As críticas estenderam-se também até ao Banco de Portugal, que “não avaliou o comportamento dos administradores, a concretização da segregação de poderes, nem a falta de discussão dentro dos conselhos, em que as propostas de cada um não eram escrutinadas pelos outros”.
A comissão parlamentar de inquérito realçou ainda uma dualidade de critérios do BdP no tratamento de dois casos semelhantes. Por exemplo, enquanto no Vale do Lobo, o Banco de Portugal escreveu cartas a exigir detalhes da operação, no BCP “não exerceu o mesmo zelo”.
O Banco de Portugal foi ainda acusado de não acompanhar os problemas detetados na Caixa, “assumindo que as suas orientações eram executadas”, apesar de muitas das vezes não ser esse o caso.
“A supervisão seguiu acriticamente as notas técnicas dos serviços do BdP, não exigindo mais informação do que aquela fornecida, demonstrando mais receio no confronto jurídico com os supervisionados do que com a possibilidade de erros ou fraudes”, lê-se no relatório, que faz um crítica aberta aos supervisores.
Créditos a Berardo
“Na concessão do financiamento de 350 milhões de euros à Fundação José Berardo, o Banco de Portugal deveria ter realizado uma análise real da instituição em vez de aceitar informação de fraca qualidade dos seus serviços”, concluiu a comissão. Caso uma análise completa tivesse sido executada, poderia ter inibido os direitos de voto e exigido contrapartidas adicionais na concessão dos créditos.

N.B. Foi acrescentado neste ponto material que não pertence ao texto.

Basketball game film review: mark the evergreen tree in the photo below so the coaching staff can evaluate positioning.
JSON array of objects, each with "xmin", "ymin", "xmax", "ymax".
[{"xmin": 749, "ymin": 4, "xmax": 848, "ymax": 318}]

Ficou também esclarecido que foi o próprio Joe Berardo que entrou em contacto com a CGD para garantir o financiamento — e não o contrário.
Foram ainda criticados outros investimentos, como por exemplo no projeto ARTLANT, no qual foi revelada uma vontade política de realizar o investimento. No financiamento à LSB já eram conhecidas as irregularidades praticadas pelo seu CEO quando o investimento foi feito. A Caixa Geral de Depósito também entrou com 97% dos fundos para a constituição da WOLFPART, mas ficou com apenas 25% dos capital.
As maiores perdas na CGD tiveram origem durante o mandato da administração liderada por Santos Ferreira. Já os créditos mais problemáticas ficaram a cargo do vice-presidente Maldonado Gonelha e dos administradores Armando Vara e Francisco Bandeira.
“Foi evidente, nesta comissão, que a CGD não foi gerida de forma sã e prudente, na concessão de vários dos créditos analisados”, resume o relatório, ao qual o Observador teve acesso.
Recomendações
O relatório preliminar realça que “é necessário definir bem a missão da Caixa e a sua compatibilização com os princípios de regulamentação e concorrência da União Europeia”, defendendo a sua importância numa economia aberta e num país com as nossas características.
O Estado tem de desempenhar também um papel mais ativo de acionista, não bastando apenas nomear a administração e aferir os resultados quantitativos. A comissão parlamentar de inquérito critica o “absentismo” dos Governo “perante o conhecimento de problemas” na Caixa.
O Banco de Portugal também deverá assumir uma atuação mais transparente na supervisão da crise financeira portuguesa. Adicionalmente, deve atentar à cultura, ao comportamento e às dinâmicas internas, que segundo estudos do FMI, são “fatos essenciais para a a responsabilização ética, a reputação dos bancos e a confiança no sistema financeiro”.
Por fim, entende-se que a reforma da supervisão deve ser definida como prioritária, sendo também de extrema importância a CGD apurar as responsabilidades dos processos ruinosos e se remediar das perdas.